India spends 2 percent of its GDP on poverty alleviation programs, more than any other Asian country according to the World Bank. Still, “India is not getting the ’bang for its rupee’ … and the needs of important population groups remain only partly addressed,” wrote John D. Blomquist, lead economist at the World Bank, as reported by the New York Times.
The “leakage” of grain within the PDS stemming from corruption and/or mismanagement is rampant, the report says. One of the World Bank’s prescriptions for India is offering households the choice of grain or the cash equivalent of the grain subsidy. This would differ from the current system, which provides food coupons that include “lump sum entitlements that can be exchanged at a PDS store,” according to Livemint. To reduce the leakage issues, the report further advocates a public-private program for grain procurement, presumably to enforce more accountability and efficiency.
The Indian Planning Commission solicited the study, which determined only 40 percent of the poorest people were actually benefiting from these massive investments – no where near a passing grade. Now that the problem has been assessed, what remains to be seen is whether the Indian government will heed the World Bank’s advice.
Next week, Ayllu and the Santa Clara Center for Science, Technology and Society (CSTS) will release the Energy Map, an interactive online tool for navigating market solutions to energy poverty. The principles at Ayllu, regular contributors to NextBillion, and CTSS will host two launch events: one at 5 p.m. Monday, May 23 at Santa Clara University and the second at 6:30 p.m. Wednesday, May 25 at the Hub SoMa. The events will feature a guided tour on how to use the map while outlining critical trends and challenges in the energy sector. The Energy Map includes multiple company profiles and business model analysis, based on aggregate information from 42 entrepreneurs who participated in the Global Social Benefit Incubator and Tech Awards.

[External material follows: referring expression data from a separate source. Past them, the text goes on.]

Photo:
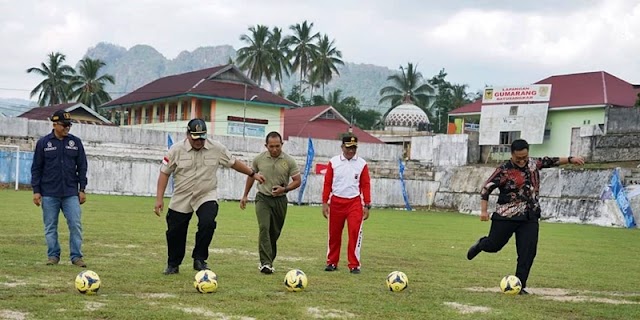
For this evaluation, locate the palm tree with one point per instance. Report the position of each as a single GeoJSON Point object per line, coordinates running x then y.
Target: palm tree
{"type": "Point", "coordinates": [256, 56]}
{"type": "Point", "coordinates": [88, 87]}
{"type": "Point", "coordinates": [407, 86]}
{"type": "Point", "coordinates": [326, 61]}
{"type": "Point", "coordinates": [54, 89]}
{"type": "Point", "coordinates": [279, 50]}
{"type": "Point", "coordinates": [304, 50]}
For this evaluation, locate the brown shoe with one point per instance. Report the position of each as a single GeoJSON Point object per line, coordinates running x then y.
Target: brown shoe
{"type": "Point", "coordinates": [78, 262]}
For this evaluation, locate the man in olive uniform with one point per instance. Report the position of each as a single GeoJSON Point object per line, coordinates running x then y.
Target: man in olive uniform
{"type": "Point", "coordinates": [193, 163]}
{"type": "Point", "coordinates": [271, 199]}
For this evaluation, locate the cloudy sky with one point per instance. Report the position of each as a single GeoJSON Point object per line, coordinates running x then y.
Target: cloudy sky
{"type": "Point", "coordinates": [478, 42]}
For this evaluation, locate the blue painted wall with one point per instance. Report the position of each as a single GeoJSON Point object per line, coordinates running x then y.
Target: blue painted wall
{"type": "Point", "coordinates": [8, 166]}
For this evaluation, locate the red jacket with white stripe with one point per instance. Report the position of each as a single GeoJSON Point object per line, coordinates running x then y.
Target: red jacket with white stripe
{"type": "Point", "coordinates": [347, 179]}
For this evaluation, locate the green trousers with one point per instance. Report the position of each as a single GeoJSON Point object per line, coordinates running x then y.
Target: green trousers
{"type": "Point", "coordinates": [271, 212]}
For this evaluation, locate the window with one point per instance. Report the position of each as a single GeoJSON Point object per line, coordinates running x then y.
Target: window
{"type": "Point", "coordinates": [506, 137]}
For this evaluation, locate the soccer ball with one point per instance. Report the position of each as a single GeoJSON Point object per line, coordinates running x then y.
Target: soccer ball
{"type": "Point", "coordinates": [88, 282]}
{"type": "Point", "coordinates": [397, 281]}
{"type": "Point", "coordinates": [295, 280]}
{"type": "Point", "coordinates": [510, 285]}
{"type": "Point", "coordinates": [206, 281]}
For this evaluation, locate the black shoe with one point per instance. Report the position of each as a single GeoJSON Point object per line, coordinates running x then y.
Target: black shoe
{"type": "Point", "coordinates": [474, 250]}
{"type": "Point", "coordinates": [266, 269]}
{"type": "Point", "coordinates": [331, 267]}
{"type": "Point", "coordinates": [171, 270]}
{"type": "Point", "coordinates": [199, 265]}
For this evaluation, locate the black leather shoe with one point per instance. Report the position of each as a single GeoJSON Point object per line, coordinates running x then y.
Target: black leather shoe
{"type": "Point", "coordinates": [200, 265]}
{"type": "Point", "coordinates": [330, 267]}
{"type": "Point", "coordinates": [474, 250]}
{"type": "Point", "coordinates": [171, 270]}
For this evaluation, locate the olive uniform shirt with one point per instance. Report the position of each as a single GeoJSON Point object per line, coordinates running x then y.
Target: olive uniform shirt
{"type": "Point", "coordinates": [276, 171]}
{"type": "Point", "coordinates": [194, 173]}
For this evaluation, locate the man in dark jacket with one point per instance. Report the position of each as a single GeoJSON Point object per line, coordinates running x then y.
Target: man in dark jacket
{"type": "Point", "coordinates": [58, 179]}
{"type": "Point", "coordinates": [518, 209]}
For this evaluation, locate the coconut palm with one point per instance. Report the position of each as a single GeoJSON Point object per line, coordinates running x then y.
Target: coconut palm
{"type": "Point", "coordinates": [256, 56]}
{"type": "Point", "coordinates": [326, 61]}
{"type": "Point", "coordinates": [54, 89]}
{"type": "Point", "coordinates": [88, 85]}
{"type": "Point", "coordinates": [407, 86]}
{"type": "Point", "coordinates": [279, 50]}
{"type": "Point", "coordinates": [303, 49]}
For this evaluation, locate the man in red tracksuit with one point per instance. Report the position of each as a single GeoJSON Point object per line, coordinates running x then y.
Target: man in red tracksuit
{"type": "Point", "coordinates": [346, 197]}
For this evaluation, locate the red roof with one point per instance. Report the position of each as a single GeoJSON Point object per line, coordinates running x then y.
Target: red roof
{"type": "Point", "coordinates": [205, 82]}
{"type": "Point", "coordinates": [307, 122]}
{"type": "Point", "coordinates": [579, 89]}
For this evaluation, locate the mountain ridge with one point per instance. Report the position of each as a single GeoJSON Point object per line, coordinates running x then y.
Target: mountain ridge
{"type": "Point", "coordinates": [141, 64]}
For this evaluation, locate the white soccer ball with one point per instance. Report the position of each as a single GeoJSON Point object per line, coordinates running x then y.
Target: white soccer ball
{"type": "Point", "coordinates": [88, 282]}
{"type": "Point", "coordinates": [206, 281]}
{"type": "Point", "coordinates": [510, 285]}
{"type": "Point", "coordinates": [295, 280]}
{"type": "Point", "coordinates": [397, 281]}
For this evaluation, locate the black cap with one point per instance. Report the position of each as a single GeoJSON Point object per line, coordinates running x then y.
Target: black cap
{"type": "Point", "coordinates": [350, 141]}
{"type": "Point", "coordinates": [197, 128]}
{"type": "Point", "coordinates": [61, 116]}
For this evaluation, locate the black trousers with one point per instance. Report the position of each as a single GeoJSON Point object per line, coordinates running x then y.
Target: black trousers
{"type": "Point", "coordinates": [178, 226]}
{"type": "Point", "coordinates": [526, 243]}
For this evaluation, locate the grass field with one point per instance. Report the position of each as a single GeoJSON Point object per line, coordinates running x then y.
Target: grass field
{"type": "Point", "coordinates": [581, 272]}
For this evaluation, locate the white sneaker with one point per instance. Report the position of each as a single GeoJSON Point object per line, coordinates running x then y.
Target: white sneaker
{"type": "Point", "coordinates": [266, 269]}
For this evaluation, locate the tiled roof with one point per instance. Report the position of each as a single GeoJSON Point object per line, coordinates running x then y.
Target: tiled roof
{"type": "Point", "coordinates": [205, 82]}
{"type": "Point", "coordinates": [305, 122]}
{"type": "Point", "coordinates": [579, 89]}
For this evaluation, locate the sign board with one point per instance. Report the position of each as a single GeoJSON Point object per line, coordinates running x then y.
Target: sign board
{"type": "Point", "coordinates": [532, 93]}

The Cherokee Challenge takes a bit of a different spin on the tradition business competition. The environmental/socially focused private equity fund is looking to fund up to three environmental start-up ventures doing work that aligns with Cherokee’s existing business focus areas, which range from high-density urban farming to brownfield management in China. The challenge is a fast-paced, two-month competition (June 3-Aug. 6). Organizers are also open to entrepreneurs submitting their own ideas, as long as those ideas are creative, viable and pair with Cherokee’s focus. Up to three teams will be selected to compete and team members will be paid $300 per week during the two-month competition. When the challenge wraps up in August, each team is eligible to win a bonus of up to $20,000, depending upon their performance during the summer and the viability of their model. Applications are due by 7 p.m. Friday, May 27.